Sometimes it’s not possible to ride your bike to your destination, such as when bringing it in for service or heading to a particularly scenic trail. Racks help!
Victoria public transit equips all of their busses with bike racks. Here is more information on using them.
If transporting a bicycle by car, there are several additional options. Many bicycles have quick-release front wheels, making it fairly easy to stow them in the back of your vehicle if it’s roomy or has a back seat that folds down. Otherwise, there are racks that mount to cars. The usability of some of the racks depends on your model of car and what you have equipped on it. Hitch racks are fantastic if you have a hitch installed on your car, and most will work with either a 1 1/4″ or 2″ hitch receiver. There are also racks that work with tow-balls, though those are less common.
Roof racks are another option, and can be made to fit many vehicles. They are not our favourite, due in part to the difficulty many people have raising a bike onto their roof and in part to the hazard of forgetting about bikes on your roof when entering a tunnel or parking garage with a height limit: we’ve seen more than a few bikes smashed that way.
Trunk racks will work with many makes of car, and are held on to the vehicle via straps. They often fold up to take up less space than a stored hitch rack does.

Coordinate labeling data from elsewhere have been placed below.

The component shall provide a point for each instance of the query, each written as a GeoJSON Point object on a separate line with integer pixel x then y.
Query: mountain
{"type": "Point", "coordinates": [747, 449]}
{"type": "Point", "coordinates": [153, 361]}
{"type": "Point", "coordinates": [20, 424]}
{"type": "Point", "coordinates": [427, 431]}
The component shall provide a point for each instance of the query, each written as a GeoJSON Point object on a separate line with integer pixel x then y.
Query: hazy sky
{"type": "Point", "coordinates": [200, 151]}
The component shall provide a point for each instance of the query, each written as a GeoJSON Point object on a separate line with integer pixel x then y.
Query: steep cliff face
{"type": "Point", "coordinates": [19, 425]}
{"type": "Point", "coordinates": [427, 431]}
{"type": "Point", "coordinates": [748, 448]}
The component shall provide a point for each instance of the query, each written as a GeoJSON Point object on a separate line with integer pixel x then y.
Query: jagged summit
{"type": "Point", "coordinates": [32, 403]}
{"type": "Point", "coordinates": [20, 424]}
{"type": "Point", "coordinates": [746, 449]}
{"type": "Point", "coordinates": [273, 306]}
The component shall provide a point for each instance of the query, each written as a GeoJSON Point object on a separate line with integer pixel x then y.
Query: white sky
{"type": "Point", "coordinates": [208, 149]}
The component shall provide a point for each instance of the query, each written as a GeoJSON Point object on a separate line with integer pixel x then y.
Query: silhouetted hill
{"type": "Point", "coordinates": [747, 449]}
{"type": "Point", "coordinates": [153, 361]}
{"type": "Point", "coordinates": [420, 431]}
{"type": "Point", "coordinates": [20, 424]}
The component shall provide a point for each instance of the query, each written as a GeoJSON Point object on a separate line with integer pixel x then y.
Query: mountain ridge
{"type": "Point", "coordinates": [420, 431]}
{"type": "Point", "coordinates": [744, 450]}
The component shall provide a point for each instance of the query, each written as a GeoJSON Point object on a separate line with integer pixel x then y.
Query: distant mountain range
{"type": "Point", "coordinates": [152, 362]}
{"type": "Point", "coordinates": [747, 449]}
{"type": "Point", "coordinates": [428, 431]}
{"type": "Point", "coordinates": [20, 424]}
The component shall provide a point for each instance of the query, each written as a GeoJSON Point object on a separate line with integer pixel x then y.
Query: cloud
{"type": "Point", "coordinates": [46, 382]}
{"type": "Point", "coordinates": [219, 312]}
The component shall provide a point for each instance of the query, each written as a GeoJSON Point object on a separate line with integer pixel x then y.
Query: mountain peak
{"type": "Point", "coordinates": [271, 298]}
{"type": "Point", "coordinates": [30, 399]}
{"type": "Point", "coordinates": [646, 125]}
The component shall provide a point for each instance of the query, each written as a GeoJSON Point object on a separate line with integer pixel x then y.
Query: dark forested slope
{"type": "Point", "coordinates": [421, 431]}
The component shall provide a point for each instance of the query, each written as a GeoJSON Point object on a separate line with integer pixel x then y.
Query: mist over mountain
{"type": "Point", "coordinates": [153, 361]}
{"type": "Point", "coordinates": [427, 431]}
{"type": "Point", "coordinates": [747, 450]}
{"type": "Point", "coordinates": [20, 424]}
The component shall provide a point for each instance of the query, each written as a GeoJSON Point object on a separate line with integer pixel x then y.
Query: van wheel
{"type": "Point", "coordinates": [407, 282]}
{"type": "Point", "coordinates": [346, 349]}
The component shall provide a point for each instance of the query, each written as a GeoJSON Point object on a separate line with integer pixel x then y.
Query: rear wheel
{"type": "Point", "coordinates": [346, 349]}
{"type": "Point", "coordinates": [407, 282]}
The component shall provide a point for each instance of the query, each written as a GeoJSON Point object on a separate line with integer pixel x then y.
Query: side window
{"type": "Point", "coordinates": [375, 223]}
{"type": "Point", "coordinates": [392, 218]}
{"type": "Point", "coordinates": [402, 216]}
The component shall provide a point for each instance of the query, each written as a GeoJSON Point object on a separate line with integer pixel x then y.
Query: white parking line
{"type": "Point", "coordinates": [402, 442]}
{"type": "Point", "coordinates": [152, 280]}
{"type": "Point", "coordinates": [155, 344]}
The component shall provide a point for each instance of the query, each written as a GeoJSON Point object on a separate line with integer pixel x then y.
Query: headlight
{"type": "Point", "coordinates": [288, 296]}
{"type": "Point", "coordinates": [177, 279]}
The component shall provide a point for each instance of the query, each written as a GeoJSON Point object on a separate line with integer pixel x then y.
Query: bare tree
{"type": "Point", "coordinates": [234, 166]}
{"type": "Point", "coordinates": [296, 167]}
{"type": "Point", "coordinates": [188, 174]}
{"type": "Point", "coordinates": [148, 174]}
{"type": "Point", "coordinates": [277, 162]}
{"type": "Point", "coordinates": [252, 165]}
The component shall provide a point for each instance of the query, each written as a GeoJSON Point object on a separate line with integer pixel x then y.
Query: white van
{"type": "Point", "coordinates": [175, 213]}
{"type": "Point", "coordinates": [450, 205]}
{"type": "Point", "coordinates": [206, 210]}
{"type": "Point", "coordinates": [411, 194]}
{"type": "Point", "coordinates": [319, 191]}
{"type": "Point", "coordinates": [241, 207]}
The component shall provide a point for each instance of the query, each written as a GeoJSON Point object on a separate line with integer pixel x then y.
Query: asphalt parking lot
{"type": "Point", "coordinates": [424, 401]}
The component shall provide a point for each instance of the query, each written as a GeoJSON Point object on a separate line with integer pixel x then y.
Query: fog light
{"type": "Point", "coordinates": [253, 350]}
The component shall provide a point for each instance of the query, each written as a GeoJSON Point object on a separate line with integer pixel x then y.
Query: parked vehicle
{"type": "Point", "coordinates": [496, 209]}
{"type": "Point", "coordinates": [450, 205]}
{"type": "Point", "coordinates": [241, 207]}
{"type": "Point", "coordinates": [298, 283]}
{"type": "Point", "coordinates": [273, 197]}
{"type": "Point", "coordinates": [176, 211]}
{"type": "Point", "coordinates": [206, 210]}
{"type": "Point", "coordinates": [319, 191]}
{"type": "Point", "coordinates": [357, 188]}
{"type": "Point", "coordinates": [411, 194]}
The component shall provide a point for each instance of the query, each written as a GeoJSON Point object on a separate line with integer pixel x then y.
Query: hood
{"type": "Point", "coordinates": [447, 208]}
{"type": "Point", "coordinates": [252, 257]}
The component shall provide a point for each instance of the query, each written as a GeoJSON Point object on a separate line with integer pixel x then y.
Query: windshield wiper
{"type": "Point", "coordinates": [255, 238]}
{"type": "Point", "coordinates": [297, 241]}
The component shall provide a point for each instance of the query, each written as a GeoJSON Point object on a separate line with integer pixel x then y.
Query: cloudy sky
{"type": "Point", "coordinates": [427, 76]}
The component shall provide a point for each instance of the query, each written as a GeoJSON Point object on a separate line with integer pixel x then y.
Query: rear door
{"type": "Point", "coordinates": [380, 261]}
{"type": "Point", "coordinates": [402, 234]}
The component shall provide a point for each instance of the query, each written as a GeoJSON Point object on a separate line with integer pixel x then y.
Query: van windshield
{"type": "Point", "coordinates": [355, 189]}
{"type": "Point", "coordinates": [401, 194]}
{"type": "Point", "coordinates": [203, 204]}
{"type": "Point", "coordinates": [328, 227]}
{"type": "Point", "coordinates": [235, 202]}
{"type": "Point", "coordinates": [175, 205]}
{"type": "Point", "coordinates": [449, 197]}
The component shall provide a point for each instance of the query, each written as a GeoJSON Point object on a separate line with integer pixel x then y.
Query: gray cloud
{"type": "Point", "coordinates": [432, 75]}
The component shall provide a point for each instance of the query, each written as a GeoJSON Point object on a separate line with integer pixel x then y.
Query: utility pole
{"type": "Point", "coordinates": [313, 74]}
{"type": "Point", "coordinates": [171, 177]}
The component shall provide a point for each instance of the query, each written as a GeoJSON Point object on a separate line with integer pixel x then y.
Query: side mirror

There are also spare tire racks, which mount to an externally-mounted spare tire, such as on some SUVs. They often have lower weight limits than comparable trunk racks, and how securely they are mounted depends a great deal on how securely the spare tire is attached to your vehicle.
Most spare tire- and trunk-mount racks, as well as some hitch racks, involve putting the bicycle over two parallel bars. With step-through frames and some full-suspension mountain bikes, it can be difficult to manoeuver the frame over the bars. That’s why we carry rack adapters! These clip-on bars attach to your bicycle and create an easier straight bar to put over the rack.